Many of these safety issues, are perhaps a little outside our direct engineering province coming down to better road or boat safety practices and a good dose of commonsense, perhaps. But the smelter explosion and engine the falling off the Boeing illustrate the issues of process safety and machinery safety respectively – issues which directly impact on us engineers and techies. I am grateful to my colleague (a real control systems safety guru), Dave Macdonald, for giving me the necessary summary below on current developments in safety control systems. No matter where you are working in engineering, you will increasingly come across these safety standards discussed below. So forgive us for a quick tutorial below. I found it very useful personally. Thanks, Dave.
The first question is of course, why bother about safety standards ?
The great advantage of having international engineering standards for safety is that if we all work to the same principles there will be globally available products that will do the job in the same way in any part of the world. Good standards represent best practice, and who would want to stand in court after an accident and not be able to claim that they followed best practice? So we are moving away from locally generated prescriptive standards, which are difficult to maintain and use on a global basis. After all, we are rapidly becoming a global engineering community and we all want to use the best solutions.
As the best reference source for designing and managing automatic safety systems for process and machinery hazards the standards IEC 61508 and IEC 61511 have been a resounding success. They are not just European standards; but truly global standards covering the subject of functional safety, which means an active function or response to protect against a hazardous condition. Think of safety interlocks, trips and critical alarms.
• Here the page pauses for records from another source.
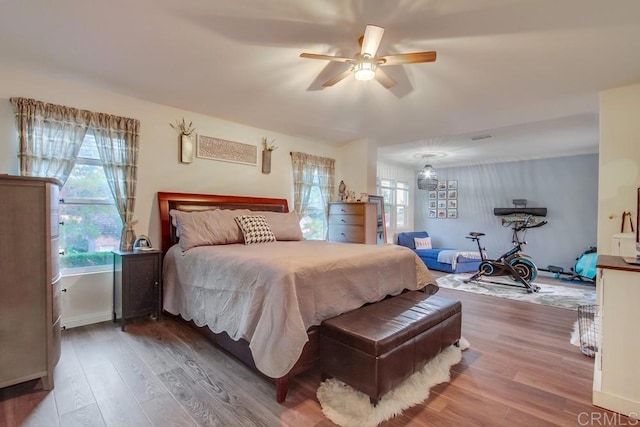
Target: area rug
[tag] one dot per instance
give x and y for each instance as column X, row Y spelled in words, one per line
column 348, row 407
column 554, row 295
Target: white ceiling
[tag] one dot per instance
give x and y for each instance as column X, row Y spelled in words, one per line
column 527, row 72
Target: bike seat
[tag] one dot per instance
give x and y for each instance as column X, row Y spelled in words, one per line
column 475, row 234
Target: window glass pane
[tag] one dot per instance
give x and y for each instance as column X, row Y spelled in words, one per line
column 88, row 235
column 387, row 195
column 402, row 197
column 87, row 182
column 313, row 223
column 401, row 216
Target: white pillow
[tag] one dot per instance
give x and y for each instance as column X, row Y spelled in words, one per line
column 422, row 242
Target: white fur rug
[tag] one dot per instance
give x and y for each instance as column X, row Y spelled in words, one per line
column 348, row 407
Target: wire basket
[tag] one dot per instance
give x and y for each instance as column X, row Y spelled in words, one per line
column 588, row 328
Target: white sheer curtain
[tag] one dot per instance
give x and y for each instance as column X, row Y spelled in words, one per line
column 50, row 137
column 307, row 170
column 117, row 139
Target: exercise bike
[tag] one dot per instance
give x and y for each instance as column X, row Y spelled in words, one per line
column 512, row 263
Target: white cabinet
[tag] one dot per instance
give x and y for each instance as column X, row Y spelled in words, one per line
column 616, row 379
column 623, row 244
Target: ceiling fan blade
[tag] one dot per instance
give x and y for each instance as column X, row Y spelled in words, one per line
column 371, row 40
column 337, row 78
column 384, row 79
column 325, row 57
column 407, row 58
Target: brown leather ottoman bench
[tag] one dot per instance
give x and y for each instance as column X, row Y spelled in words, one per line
column 376, row 347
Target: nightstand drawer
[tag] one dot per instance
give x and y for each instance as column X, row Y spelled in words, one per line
column 346, row 220
column 346, row 209
column 346, row 233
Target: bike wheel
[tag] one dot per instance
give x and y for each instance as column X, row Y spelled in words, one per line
column 486, row 268
column 525, row 268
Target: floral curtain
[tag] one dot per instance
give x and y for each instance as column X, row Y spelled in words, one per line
column 50, row 137
column 117, row 139
column 306, row 169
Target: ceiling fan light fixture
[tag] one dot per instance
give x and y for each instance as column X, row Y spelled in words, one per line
column 427, row 178
column 365, row 70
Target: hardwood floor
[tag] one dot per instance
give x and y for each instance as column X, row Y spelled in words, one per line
column 520, row 370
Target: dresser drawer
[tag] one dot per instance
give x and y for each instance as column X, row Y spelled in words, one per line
column 346, row 220
column 55, row 297
column 346, row 233
column 346, row 209
column 55, row 259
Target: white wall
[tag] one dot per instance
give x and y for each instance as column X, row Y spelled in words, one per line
column 159, row 168
column 619, row 160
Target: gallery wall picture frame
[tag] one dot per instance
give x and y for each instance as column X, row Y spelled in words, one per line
column 226, row 151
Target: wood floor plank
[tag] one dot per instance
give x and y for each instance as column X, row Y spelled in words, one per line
column 72, row 389
column 165, row 410
column 87, row 416
column 37, row 410
column 520, row 371
column 193, row 398
column 116, row 402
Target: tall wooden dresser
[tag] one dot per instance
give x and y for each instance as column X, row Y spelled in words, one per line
column 29, row 280
column 353, row 222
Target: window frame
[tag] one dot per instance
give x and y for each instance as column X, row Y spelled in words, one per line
column 66, row 201
column 391, row 203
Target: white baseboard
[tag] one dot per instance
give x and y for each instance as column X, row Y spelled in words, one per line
column 87, row 319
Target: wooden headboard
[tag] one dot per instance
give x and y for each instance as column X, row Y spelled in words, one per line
column 199, row 202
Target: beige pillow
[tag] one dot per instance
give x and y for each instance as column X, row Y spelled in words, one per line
column 285, row 226
column 211, row 227
column 422, row 242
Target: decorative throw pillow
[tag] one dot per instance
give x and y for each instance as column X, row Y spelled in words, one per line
column 422, row 242
column 255, row 229
column 285, row 226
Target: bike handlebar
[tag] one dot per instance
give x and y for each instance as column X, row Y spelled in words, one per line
column 526, row 225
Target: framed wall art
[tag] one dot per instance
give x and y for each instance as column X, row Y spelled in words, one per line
column 226, row 151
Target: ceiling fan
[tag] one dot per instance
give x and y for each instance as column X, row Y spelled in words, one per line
column 366, row 65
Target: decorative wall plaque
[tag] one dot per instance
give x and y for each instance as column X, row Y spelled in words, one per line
column 226, row 151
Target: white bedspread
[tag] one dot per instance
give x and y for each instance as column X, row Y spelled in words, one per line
column 270, row 294
column 451, row 256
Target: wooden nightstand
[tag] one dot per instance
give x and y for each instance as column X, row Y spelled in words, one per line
column 137, row 284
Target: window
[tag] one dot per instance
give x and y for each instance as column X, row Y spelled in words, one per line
column 396, row 203
column 91, row 223
column 314, row 222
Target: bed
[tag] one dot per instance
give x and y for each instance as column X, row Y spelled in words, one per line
column 448, row 260
column 244, row 297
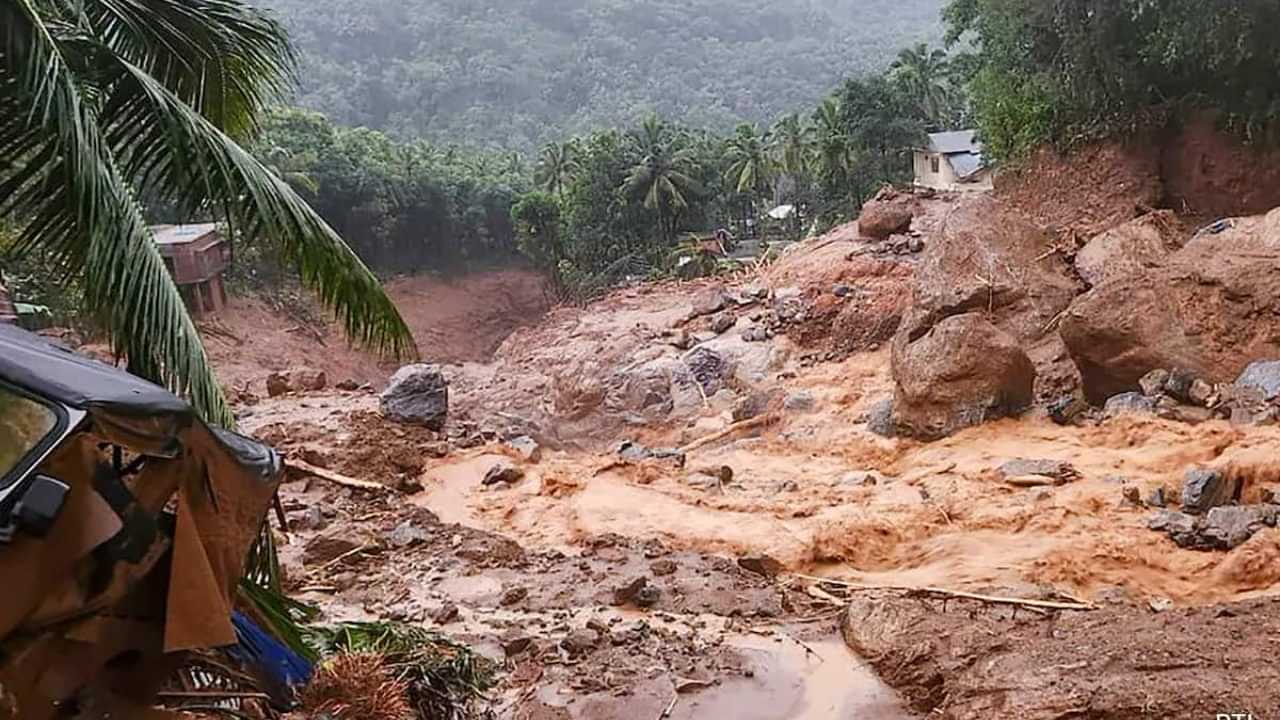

But what the hell are these IEC 61508 and 61511 standards ?
IEC 61508 has been in place for nearly 10 years. It provides a broad-based set of principles and advice on how to specify and build safety control systems using electrical or programmable electronic systems such as PLCs. It has a strong emphasis on safety management through the entire safety life cycle of a product or application ranging from a pressure sensor to full sized ESD for a large oil and gas installation. It’s emphasis on management methods is because human factors remain the dominant cause of failures in functional safety systems. Whilst IEC 61508 is a generic standard for any form of electronic safety controls, it has in turn led to the publication of the more specialised standards: IEC 61511 for functional safety in the process industries and, more recently, IEC 62061 for machinery safety controls. IEC 61511 has been adopted in many industrialised countries for safety controls in their process and energy sectors and is published in the EU as EN 61511, in the USA as ANSI/ISA S84.01(IEC 6151 Mod) and in Australia as AS 61511.
These standards ask you to define each safety function accurately and to set target safety integrity levels (SILs) in the range 1 to 4 according to the scale of risk reduction you need to make things safe. The equipment you provide must be capable of meeting the SIL-rated performance features. They will not allow you to use just any old instrument for sensing and they have stringent requirements for control equipment such that most standard industrial PLCs will not be acceptable for safety duties. If this sounds like something you have already inherited, now would be a good time to consult IEC 61511. (Try. www.iec.org or www.saiglobal.com )
Where do we start with safety standards ?
The first step is to decide which standard applies to your situation. IEC 61508 is predominately used for the design and development of safety equipment and hence is used mainly by manufacturers to ensure that the hardware and software they supply for safety applications are right for the job. But if you are engineering a process control project with safety involved you will need to use IEC 61511. It is laid out in the form of a safety life cycle with a series of easy to follow steps matching the stages of a typical project. Most significantly all the standards we have mentioned call for the competency of engineers and technicians working on safety systems to be appropriate to the job in hand. This means your employer should recognize your skills if you have them and get you trained if you are falling short.
We have spoken about Process safety – but what about machinery safety ?
IEC 61508 has influenced a substantial revision of existing machinery safety codes resulting in two new standards: ISO 13849-1 which is now replacing the widely used EN 954-1 in the field of machinery safety interlocks, IEC 62061 which is aimed at typical manufacturing automation applications and robotics. To get started in machinery safety practices requires a grounding in the principles of risk assessment and the application of all forms of safety features. These in turn lead to the understanding of how safety devices are to be integrated into the overall control scheme for a machine.
Without wanting to sound like a Persian rug salesman, we obviously provide training and books on the above topics. As do many other very reputable organisations throughout the world. But there is a wealth of free material on the web to assist you. Despite all this above, we should never forget, as Jeff Cooper, wryly observes:
Safety is something that happens between your ears, not something you hold in your hands.
Yours in engineering learning